Investors thinking of buying into Quicken Loans’ IPO have some serious questions to ask themselves. “How much are you willing to pay to own part of an industry that, when the trouble starts, leans heavily on government support?” the FT asks. “The question is all the more pressing at a moment of considerable political tension and upheaval in the U.S., and with a presidential election that could have implications for monetary policy and lending regulations.”

New York Times

Naming names

When the New York State Department of Financial Services fined Deutsche Bank $150 million last week for its work with the late notorious financier Jeffrey Epstein, “the so-called consent order with the New York agency included no names of the bankers or executives who were implicated; instead, the document is littered with references like RELATIONSHIP MANAGER-1 and EXECUTIVE-2. Yet Deutsche Bank declined to publicly identify any individuals involved — and the authorities didn’t demand it.”

However, “based on descriptions of the employees in the consent order and interviews with current and former Deutsche Bank officials, The New York Times was able to identify nearly every person anonymously described in the order. At least one high-ranking executive remains in her position: Jan Ford, the bank’s head of compliance in the Americas.”

Elsewhere

Bigger buffer

Barclays “told investors on Monday that recent regulatory changes had boosted its core capital, giving the British bank a bigger buffer to absorb any further loan losses during the coronavirus crisis,” Bloomberg reported. “The bank said it expected to report a CET1 capital ratio of 14% in half-year results later this month, up from 13.1% at the end of March and ahead of market expectations.

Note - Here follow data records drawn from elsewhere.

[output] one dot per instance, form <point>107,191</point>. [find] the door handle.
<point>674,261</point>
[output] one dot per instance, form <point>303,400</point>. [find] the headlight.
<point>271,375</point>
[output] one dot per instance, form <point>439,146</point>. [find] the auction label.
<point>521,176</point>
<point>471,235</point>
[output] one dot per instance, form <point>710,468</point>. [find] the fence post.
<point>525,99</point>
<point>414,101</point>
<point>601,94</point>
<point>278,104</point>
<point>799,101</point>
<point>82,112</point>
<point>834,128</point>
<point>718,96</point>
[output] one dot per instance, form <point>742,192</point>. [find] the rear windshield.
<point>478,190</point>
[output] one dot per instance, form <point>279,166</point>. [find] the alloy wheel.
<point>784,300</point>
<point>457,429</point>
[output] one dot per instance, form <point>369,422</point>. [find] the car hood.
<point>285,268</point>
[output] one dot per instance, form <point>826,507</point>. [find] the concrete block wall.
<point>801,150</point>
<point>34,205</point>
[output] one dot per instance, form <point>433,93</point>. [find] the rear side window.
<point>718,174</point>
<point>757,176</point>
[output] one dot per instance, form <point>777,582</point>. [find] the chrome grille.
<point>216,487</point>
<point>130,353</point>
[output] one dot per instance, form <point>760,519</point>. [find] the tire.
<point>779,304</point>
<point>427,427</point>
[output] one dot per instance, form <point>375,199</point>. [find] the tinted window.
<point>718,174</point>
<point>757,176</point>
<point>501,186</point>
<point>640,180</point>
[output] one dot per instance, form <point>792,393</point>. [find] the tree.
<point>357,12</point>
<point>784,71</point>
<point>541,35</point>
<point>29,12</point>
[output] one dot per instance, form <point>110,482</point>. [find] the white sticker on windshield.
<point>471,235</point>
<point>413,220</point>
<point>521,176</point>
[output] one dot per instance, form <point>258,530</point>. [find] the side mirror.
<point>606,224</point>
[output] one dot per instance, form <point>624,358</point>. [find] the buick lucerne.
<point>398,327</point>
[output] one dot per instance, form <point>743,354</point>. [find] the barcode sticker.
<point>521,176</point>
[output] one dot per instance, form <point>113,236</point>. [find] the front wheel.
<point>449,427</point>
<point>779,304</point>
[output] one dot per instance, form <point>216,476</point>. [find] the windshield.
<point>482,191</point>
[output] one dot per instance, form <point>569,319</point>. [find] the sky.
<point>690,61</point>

Barclays also said it expected risk-weighted assets to be lower than previously anticipated.”

“The bank said its half-year results would reflect challenging income and impairments in its consumer and corporate business, but strength in its markets income.”

Quotable

“There is broad consensus across the country that now is not the time to issue a regulation that could hinder further progress toward addressing ongoing systemic racism.” — Vince Malta, president of the National Association of Realtors, in a letter to HUD Secretary Ben Carson, urging him to scrap plans to water down the so-called disparate impact rule, which would make it harder to prove housing discrimination.